OLAY: İcra takibinin iptaline karar verilmesi talebiyle açılan davalarda itiraz konusu kuralın Anayasa’ya aykırı olduğu kanısına varan Mahkemeler, iptali için başvurmuştur.
I. İPTALİ İSTENEN KANUN HÜKMÜ
Kanun’un itiraz konusu kuralın da yer aldığı ek 4. maddesi şöyledir:
“Ek Madde 4- (Ek:16/11/2022-7421/5 md.)
Bu Kanun uyarınca mahkemelerce hükmedilen bedel, tazminat, vekâlet ücreti ve yargılama giderleri, davacının veya vekilinin davalı idareye yazılı şekilde bildireceği banka hesap numarasına, bu bildirim tarihinden itibaren, otuz gün içinde yatırılır. Bu süre içinde ödeme yapılmaması halinde, genel hükümler dairesinde icra olunur.

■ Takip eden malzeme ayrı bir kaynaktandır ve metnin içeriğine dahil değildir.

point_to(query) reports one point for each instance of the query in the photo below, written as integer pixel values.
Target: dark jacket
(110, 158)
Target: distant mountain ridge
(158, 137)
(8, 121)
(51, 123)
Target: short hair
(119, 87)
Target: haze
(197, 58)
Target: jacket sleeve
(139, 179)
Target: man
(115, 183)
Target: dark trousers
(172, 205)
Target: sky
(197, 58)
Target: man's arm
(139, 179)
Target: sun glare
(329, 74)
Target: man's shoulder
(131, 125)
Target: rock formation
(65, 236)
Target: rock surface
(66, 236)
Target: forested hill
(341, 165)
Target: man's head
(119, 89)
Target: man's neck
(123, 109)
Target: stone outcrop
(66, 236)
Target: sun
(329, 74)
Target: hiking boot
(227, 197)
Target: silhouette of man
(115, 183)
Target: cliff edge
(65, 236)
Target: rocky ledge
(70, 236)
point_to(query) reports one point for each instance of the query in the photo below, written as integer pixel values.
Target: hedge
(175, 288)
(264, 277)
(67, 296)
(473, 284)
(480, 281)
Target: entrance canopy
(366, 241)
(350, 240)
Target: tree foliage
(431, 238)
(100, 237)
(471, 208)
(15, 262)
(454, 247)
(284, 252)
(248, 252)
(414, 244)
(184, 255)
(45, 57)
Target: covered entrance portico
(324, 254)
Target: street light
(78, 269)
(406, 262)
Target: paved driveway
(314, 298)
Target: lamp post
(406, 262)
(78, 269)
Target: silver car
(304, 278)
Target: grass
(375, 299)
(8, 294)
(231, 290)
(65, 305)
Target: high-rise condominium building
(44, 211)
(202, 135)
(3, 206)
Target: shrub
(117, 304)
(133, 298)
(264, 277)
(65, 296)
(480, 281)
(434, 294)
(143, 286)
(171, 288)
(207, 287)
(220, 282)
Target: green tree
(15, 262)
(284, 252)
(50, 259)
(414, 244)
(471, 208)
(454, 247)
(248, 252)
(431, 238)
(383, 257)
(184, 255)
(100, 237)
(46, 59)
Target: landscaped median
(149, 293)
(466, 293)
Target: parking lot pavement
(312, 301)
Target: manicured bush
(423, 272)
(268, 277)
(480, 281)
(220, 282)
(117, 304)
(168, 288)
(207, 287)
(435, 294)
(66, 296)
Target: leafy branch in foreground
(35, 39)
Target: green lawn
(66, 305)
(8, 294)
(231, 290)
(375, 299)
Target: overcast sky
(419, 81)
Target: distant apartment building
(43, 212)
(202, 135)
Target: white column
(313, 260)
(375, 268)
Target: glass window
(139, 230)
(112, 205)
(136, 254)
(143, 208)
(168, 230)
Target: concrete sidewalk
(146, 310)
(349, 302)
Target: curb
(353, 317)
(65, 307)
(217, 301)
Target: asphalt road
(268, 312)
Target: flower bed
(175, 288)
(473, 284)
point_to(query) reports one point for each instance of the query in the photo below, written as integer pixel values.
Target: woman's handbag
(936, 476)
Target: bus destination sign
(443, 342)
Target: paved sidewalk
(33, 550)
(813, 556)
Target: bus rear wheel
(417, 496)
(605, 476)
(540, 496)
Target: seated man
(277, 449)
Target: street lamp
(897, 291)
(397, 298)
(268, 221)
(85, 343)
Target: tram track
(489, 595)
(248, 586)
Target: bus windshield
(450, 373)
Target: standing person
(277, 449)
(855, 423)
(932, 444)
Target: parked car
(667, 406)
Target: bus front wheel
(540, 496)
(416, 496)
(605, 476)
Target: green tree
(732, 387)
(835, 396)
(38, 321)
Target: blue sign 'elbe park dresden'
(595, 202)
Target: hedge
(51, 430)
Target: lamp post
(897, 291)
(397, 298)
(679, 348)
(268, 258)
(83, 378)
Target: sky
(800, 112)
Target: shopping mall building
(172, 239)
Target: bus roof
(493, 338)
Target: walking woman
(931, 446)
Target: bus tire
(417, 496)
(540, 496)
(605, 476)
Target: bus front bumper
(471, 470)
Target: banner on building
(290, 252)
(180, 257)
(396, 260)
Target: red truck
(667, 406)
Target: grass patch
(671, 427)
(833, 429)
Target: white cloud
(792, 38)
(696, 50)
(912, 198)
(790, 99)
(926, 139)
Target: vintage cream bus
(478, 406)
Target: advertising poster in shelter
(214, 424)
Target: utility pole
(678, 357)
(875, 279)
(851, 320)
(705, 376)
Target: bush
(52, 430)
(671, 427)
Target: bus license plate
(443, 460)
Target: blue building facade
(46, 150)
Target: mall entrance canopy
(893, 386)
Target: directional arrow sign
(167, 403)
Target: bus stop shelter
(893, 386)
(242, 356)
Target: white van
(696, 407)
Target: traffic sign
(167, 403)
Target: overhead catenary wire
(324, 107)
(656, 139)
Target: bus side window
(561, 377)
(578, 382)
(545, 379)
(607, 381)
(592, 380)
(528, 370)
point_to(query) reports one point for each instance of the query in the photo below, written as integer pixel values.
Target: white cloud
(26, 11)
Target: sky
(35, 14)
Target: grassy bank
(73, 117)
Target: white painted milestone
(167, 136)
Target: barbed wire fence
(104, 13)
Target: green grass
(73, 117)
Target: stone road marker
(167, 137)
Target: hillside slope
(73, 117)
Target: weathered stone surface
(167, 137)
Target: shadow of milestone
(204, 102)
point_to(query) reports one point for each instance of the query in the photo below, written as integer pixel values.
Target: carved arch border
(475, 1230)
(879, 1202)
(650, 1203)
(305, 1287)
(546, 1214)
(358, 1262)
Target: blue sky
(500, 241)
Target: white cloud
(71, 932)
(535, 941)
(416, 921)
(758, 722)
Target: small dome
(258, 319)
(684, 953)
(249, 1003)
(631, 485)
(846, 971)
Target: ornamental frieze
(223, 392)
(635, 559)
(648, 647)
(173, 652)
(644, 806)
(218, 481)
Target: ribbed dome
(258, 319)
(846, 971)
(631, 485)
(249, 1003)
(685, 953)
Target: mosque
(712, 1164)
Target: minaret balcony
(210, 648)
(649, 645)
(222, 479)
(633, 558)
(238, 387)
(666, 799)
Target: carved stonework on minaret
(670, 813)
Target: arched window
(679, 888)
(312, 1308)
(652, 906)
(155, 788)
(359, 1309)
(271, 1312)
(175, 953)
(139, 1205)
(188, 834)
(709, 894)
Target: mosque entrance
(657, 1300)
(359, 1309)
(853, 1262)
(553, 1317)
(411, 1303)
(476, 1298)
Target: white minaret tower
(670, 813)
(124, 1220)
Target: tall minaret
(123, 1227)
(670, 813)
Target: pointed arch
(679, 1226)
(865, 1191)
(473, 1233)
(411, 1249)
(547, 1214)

Bu Kanun uyarınca yapılacak icra takiplerinde idare, 9/6/1932 tarihli ve 2004 sayılı İcra ve İflas Kanununun 36 ncı maddesi uyarınca icranın geri bırakılmasını talep ederse idarenin teminat gösterme zorunluluğu yoktur.
Bu Kanun kapsamında açılan davalarda verilen bedel ve tazminat kararlarına ilişkin mahkeme ve icra harçları, davalı idare tarafından ödenmek üzere maktu olarak belirlenir.”
II. İLK İNCELEME
E. 2023/76 Sayılı Başvuru Yönünden
1. Anayasa Mahkemesi İçtüzüğü hükümleri uyarınca Zühtü ARSLAN, Kadir ÖZKAYA, Engin YILDIRIM, M. Emin KUZ, Recai AKYEL, Yusuf Şevki HAKYEMEZ, Yıldız SEFERİNOĞLU, Selahaddin MENTEŞ, Basri BAĞCI, İrfan FİDAN, Kenan YAŞAR ve Muhterem İNCE’nin katılımlarıyla 4/5/2023 tarihinde yapılan ilk inceleme toplantısında dosyada eksiklik bulunmadığından işin esasının incelenmesine OYBİRLİĞİYLE karar verilmiştir.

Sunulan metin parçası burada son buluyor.